In 1487 Sommeregg was conquered by Hungarian troops led by Matthias Corvinus, who were fighting the German-Roman Emperor Frederick III stood, conquered and destroyed. The reconstruction, which was initiated by Virgil von Graben after the withdrawal of the foreign army, gave the castle its typical irregular shape. From the end of the 15th century until his death in 1507, Virgil von Graben was the burgrave of Gorizia and lord of Heinfels in the Puster Valley.

==== Controversy over the County of Gorizia ====
Virgil von Graben had great influence on the political events of this dilapidated principality as captain (governor) of the County of Gorizia.

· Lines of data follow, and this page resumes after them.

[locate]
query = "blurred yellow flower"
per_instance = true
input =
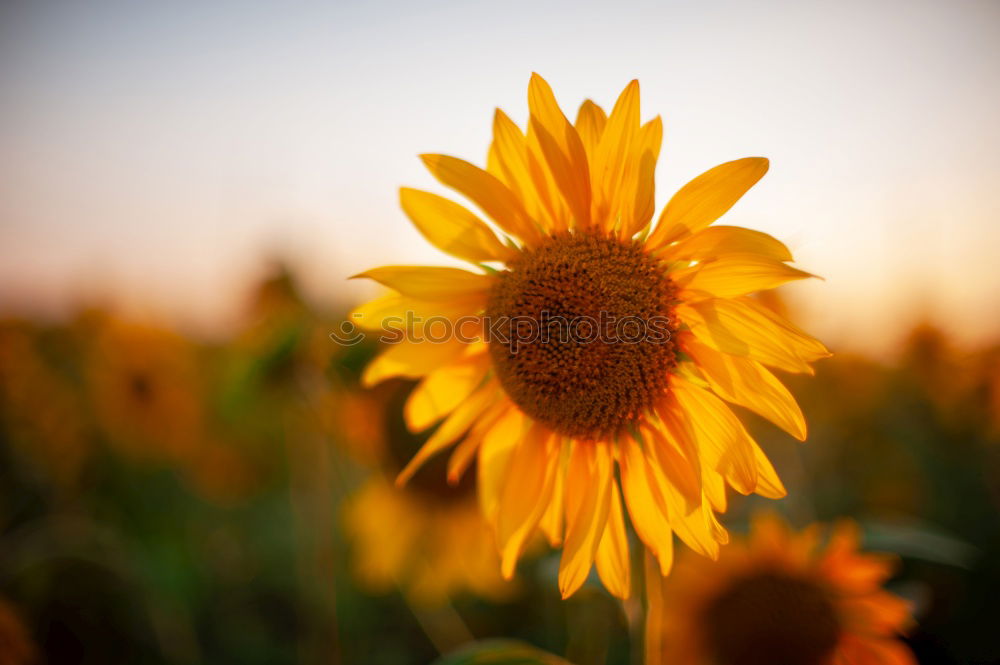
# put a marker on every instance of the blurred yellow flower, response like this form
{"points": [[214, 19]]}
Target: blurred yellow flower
{"points": [[428, 538], [16, 646], [549, 415], [778, 599], [432, 547]]}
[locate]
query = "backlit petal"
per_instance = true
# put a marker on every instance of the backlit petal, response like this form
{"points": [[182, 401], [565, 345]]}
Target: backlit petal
{"points": [[452, 228], [612, 554], [485, 190], [746, 382], [705, 199], [432, 282], [732, 275]]}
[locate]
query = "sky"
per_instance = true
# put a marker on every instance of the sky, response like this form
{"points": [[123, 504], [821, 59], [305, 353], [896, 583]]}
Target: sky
{"points": [[158, 155]]}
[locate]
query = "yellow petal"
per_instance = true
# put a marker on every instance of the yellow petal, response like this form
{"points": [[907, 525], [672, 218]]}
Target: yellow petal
{"points": [[649, 516], [612, 554], [721, 436], [733, 275], [432, 282], [674, 464], [457, 423], [553, 520], [452, 228], [745, 382], [743, 327], [525, 494], [590, 122], [642, 178], [705, 199], [411, 360], [561, 147], [442, 390], [588, 500], [613, 151], [485, 190], [523, 174], [717, 240], [655, 605], [697, 527], [769, 485], [480, 423]]}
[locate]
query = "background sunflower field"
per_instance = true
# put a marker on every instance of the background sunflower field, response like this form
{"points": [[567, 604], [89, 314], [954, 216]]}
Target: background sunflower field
{"points": [[190, 470]]}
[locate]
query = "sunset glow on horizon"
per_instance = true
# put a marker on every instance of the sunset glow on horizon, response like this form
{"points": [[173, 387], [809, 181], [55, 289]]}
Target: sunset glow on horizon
{"points": [[159, 158]]}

In 1476 Virgil von Graben, together with Bishop Gerg Golser von Brixen, Balthasar von Welsberg and Phoebus von Thurn, represented Count Leonhard of Gorizia at the court of Margrave Ludovico Gonzaga in Mantua in order to solemnly promise his marriage to Gonzaga's daughter Paola Gonzaga.

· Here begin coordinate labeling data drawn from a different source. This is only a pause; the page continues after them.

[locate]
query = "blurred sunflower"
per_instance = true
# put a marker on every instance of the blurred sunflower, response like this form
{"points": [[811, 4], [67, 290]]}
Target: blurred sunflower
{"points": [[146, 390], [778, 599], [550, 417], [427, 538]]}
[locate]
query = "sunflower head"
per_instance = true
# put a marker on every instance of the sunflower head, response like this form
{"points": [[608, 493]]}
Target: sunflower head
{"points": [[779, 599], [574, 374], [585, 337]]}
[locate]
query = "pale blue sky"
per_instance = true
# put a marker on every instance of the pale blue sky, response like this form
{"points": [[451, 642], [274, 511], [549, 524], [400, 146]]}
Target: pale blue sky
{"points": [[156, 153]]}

During the reign of the ailing Count Leonhard of Gorizia, Virgil von Graben was persuaded by grand promises by King Maximilian I to end his hitherto secret association with the Venetians and instead advocate the country's accession to the Habsburg Empire. The enlightened views of Venice and its decision-makers would have recognized the Gorizian (Meinhardin) bastard Virgil von Graben himself as the new Count of Gorizia (it was said that the Von Graben descendant from the House of Gorizia). Another suggestion was that Von Graben would hand over the County of Gorizia to the Republic and in exchange would receive all Gorizia castles and lordships in Friuli and Venice as a fief. But it didn't come to that. In 1498, Virgil von Graben gave his son Lukas von Graben authority over the gorizian Burghut. First, the Council of Ten of the Republic of Venice considered appointing Lukas von Graben as their supreme commander in Friuli. However, since Virgil von Graben ended the contract with Venice about the succession in the County of Gorizia and negotiated with Maximilian I, this appointment did not materialize.

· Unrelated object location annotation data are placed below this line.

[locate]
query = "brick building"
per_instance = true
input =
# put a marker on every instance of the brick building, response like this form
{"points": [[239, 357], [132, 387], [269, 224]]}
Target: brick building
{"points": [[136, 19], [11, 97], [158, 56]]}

==== In imperial Service ====
After the death of Count Leonhard on 12 April 1500 and the Gorizia inheritance in favor of the Habsburgs, the Venetians saw their failure solely in the actions of the lords Virgil and Lukas von Graben. After the successful conversion of the Gorizia county into the Habsburg Empire, Virgil von Graben was modestly rewarded, measured against his immense merit. However, von Graben continued to act as governor and captain of Lienz and East Tyrol as well as captain of Gorizia; meanwhile he also lived in Bruck Castle for a short time. Furthermore, after 1500, von Graben was also cited as the burgrave of Lienz.